Mike and Jane Hollands from Act III in Melbourne were some of the award-winning local talent on the scene.

As someone who has worked on both film and video games, James Rogers believes the difference between the two mediums is minimal: "It's really in the way you approach the material. A game is on a small screen, a film is on a big screen, so your attention to detail and certain scenes is slightly shifted. Whereas on a film, you might fret about a freckle on the side of the actresses face, on a game you are less likely to worry about that." In fact, freckles and other blemishes are just some of the features that Square USA took pains to include in their 'actors' faces, resulting in a photo-realism that removes the 'china-doll' look which is so common in this type of animation. "It's funny, because the ironic thing is that it's difficult to make hair dirty," joked James. "You may be able to see single strands, but you hope that some of them clump together like they do in real people."

Photon VFX was well represented by Michael Holzl on the left, head of 3D, and producer Soren Jensen.

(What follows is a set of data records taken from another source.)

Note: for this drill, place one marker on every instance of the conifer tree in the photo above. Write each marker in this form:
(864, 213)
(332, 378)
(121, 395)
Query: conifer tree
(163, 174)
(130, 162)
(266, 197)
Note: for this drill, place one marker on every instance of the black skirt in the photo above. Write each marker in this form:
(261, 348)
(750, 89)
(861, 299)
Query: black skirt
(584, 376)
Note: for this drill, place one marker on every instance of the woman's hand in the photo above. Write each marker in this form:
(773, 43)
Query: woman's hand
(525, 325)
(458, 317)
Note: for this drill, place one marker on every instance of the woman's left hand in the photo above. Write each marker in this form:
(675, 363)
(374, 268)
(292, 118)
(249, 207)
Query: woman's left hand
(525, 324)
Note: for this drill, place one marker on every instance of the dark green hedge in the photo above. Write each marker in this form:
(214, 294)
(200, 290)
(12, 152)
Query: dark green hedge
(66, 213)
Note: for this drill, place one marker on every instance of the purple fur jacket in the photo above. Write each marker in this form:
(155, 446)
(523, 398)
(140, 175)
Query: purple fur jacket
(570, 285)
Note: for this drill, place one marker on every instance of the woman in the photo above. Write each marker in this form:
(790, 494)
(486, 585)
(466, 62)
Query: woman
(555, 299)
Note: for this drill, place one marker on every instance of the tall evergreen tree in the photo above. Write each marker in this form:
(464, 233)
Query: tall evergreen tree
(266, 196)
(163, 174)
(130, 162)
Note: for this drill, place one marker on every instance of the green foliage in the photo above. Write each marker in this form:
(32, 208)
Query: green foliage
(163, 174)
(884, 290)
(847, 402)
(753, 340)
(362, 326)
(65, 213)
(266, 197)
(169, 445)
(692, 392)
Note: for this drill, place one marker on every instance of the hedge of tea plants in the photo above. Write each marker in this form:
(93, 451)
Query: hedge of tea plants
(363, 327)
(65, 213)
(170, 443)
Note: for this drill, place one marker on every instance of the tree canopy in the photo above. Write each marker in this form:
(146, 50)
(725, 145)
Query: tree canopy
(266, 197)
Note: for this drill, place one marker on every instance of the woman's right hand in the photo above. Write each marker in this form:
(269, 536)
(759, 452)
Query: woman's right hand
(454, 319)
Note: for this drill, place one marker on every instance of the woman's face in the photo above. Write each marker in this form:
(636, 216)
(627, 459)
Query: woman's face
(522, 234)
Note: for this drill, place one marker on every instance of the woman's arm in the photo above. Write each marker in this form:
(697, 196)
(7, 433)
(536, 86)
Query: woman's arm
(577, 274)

Day 3 of the festival was set aside for master classes, which were designed to teach attendees about specific areas of digital effects and animation. Michael Sarkis of Photon VFX, who conducted a class on motion control, explained that: "It shows people who may specialize in one area how different technologies and different companies are using the tools that are available in order to solve problems. There is a lot of technology on display here, but the fundamental thing is that it is a tool that allows people to be creative and achieve results. Being able to broaden your horizons and find how different things on the market can be linked together, or how you can use a tool in a way you might not have known before, this will come out in these master classes. People through their experience can show you how to use these tools to create images."

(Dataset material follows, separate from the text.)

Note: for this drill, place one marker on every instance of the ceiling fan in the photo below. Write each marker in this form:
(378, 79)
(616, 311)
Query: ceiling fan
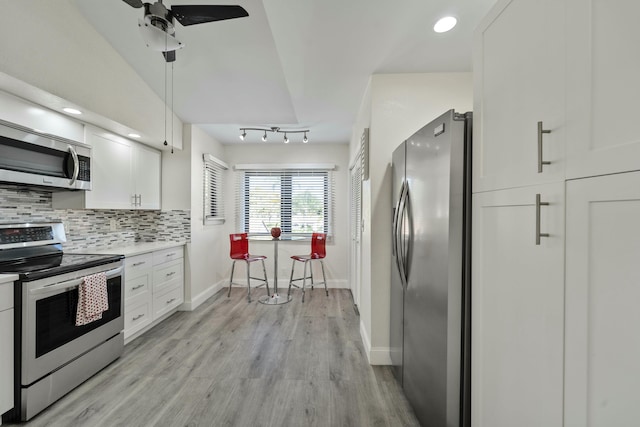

The same could be said of the festival as a whole. Enabling Australia's visual effects community to be exposed not only to the work being performed locally and internationally, but also to interact first hand with those responsible for that work, is a rare thing indeed. As Bill Dawes concluded, "When Laurence Treweek from Sony finished his session, he mentioned that he was currently recruiting for projects such as Stuart Little 2 and Harry Potter. He was promptly swamped by half the studio audience getting his card and email address and providing him with their CVs. The fact that we can provide that sort of opportunity is unique."

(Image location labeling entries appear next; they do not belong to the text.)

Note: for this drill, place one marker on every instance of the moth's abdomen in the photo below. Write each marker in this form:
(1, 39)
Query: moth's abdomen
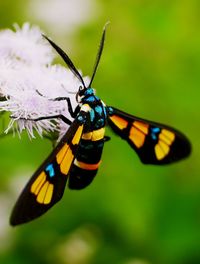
(87, 160)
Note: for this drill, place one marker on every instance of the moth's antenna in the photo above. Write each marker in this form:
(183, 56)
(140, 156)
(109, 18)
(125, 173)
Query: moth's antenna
(66, 59)
(99, 53)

Among the award winners was Momentum Animation Studios, represented here by Dylan Perry, director/CEO, and Stephanie Gilles, animator.

And the Winners Are...

On the final night of AEAF, the festival announced its winners in an upscale ceremony hosted at the Sydney Convention Centre in Darling Harbour. Boasting a record number of submissions and judges like ILM's Rob Coleman and Peter Giles, head of digital media at the Australian Film, Television and Radio School, Australian effects companies took home a number of prizes in categories filled with U.K. and U.S. competition.

Feature Film: The Grinch (Digital Domain) Games: Starship Troopers (Act III) Commercials, Animation: Gatorade "Raptor vs. Raptor" (ILM) Commercials, VFX: TDK "Evolve" (Digital Pictures) Music Videos: Bardot "I Should've Never Let You Go" (Momentum Animation) TV Series: Curse of the Talisman (Photon VFX) Titles, Idents & Stings: Hoyts "Experience" (GMD) Student: Intransit (Mike Daly) Web Animation: Westvale Road (Momentum Animation) Education & Training: A Neural Journey (Animated Biomedical Productions) Short Film: For the Birds (Pixar Animation Studios)

Stephen Lynch has written about the various aspects of filmmaking for books and magazines throughout Australia, England and America, as well as co-hosting Flicks, a weekly film review program.